ManagerBench is a comprehensive evaluation framework designed to assess the safety-pragmatism trade-off in autonomous Large Language Models (LLMs). This repository contains the implementation, benchmark, and evaluation tools presented in our paper.
As large language models (LLMs) evolve from conversational assistants into autonomous agents, evaluating the safety of their actions becomes critical. Prior safety benchmarks have primarily focused on preventing generation of harmful content, such as toxic text. However, they overlook the challenge of agents taking harmful actions when the most effective path to an operational goal conflicts with human safety. To address this gap, we introduce ManagerBench, a benchmark that evaluates LLM decision-making in realistic, human-validated managerial scenarios. Each scenario forces a choice between a pragmatic but harmful action that achieves an operational goal, and a safe action that leads to worse operational performance.
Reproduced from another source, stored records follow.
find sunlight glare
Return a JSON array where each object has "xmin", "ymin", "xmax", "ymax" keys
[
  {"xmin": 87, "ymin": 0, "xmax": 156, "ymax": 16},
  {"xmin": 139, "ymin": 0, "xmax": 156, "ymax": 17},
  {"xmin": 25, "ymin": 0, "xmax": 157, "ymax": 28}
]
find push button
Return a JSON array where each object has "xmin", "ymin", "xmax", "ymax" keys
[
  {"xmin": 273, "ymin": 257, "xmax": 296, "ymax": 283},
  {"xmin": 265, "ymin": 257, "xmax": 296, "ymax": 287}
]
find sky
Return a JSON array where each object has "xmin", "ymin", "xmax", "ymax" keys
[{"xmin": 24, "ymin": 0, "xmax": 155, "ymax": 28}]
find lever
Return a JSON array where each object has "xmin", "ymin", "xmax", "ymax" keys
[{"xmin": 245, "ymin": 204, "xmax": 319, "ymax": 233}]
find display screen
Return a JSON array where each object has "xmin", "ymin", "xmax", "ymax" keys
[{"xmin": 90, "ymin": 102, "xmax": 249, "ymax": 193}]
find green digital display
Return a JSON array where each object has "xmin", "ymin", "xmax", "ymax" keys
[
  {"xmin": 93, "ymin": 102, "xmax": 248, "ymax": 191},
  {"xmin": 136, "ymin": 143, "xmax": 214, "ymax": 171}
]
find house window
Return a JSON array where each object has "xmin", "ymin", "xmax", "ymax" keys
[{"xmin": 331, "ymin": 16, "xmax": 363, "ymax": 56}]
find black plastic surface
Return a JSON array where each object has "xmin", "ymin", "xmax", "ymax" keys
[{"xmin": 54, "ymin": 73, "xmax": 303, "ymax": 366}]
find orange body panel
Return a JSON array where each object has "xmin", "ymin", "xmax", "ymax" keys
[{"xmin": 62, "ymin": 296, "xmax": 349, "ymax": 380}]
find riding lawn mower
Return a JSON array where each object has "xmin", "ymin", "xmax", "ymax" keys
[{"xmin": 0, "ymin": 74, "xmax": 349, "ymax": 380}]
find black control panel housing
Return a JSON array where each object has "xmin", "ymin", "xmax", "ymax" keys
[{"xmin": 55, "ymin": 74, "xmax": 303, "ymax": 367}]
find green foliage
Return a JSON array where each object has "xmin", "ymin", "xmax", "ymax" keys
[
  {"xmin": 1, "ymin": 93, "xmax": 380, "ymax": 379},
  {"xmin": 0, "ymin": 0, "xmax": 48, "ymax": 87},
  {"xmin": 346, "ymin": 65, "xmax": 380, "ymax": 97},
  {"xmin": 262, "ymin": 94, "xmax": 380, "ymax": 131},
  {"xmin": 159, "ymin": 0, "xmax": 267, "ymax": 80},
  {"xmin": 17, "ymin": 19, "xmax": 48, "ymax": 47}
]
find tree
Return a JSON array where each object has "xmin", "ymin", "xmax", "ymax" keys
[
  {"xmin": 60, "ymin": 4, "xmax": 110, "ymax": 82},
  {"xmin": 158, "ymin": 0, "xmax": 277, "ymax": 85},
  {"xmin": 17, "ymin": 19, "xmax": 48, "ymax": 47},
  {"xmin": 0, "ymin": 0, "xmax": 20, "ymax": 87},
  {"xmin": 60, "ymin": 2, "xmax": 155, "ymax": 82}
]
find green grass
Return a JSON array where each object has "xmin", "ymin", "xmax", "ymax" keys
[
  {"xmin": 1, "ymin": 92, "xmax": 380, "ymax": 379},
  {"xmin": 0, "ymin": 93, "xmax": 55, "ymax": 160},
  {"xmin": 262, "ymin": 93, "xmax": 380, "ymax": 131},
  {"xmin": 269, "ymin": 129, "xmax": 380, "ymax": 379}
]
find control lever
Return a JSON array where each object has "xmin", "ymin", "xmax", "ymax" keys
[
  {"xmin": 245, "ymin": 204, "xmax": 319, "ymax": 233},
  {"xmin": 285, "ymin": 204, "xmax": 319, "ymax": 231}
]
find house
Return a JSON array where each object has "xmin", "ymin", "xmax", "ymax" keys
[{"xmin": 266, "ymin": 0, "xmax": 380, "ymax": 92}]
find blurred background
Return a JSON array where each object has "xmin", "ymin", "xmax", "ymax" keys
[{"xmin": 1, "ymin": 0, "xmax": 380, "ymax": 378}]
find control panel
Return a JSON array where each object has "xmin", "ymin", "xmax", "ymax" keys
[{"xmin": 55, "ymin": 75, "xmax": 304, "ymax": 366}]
A parallel control set, where potential harm is directed only at inanimate objects, measures a model's pragmatism and identifies its tendency to be overly safe. Our findings indicate that the frontier LLMs perform poorly when navigating this safety-pragmatism trade-off. Many consistently choose harmful options to advance their operational goals, while others avoid harm only to become overly safe and ineffective. Critically, we find this misalignment does not stem from an inability to perceive harm, as models' harm assessments align with human judgments, but from flawed prioritization. ManagerBench is a challenging benchmark for a core component of agentic behavior: making safe choices when operational goals and alignment values incentivize conflicting actions.
- Clone the repository:
git clone https://github.com/technion-cs-nlp/ManagerBench.git
cd ManagerBench- Create and activate the conda environment:
conda env create -f environment.yml
conda activate manager_bench- Ensure the benchmark data is properly placed in the
bench/directory.
To run ManagerBench on a specific model:
python ManagerBench.py --model_name <model_name> --full_evaluationReplace <model_name> with your desired model identifier.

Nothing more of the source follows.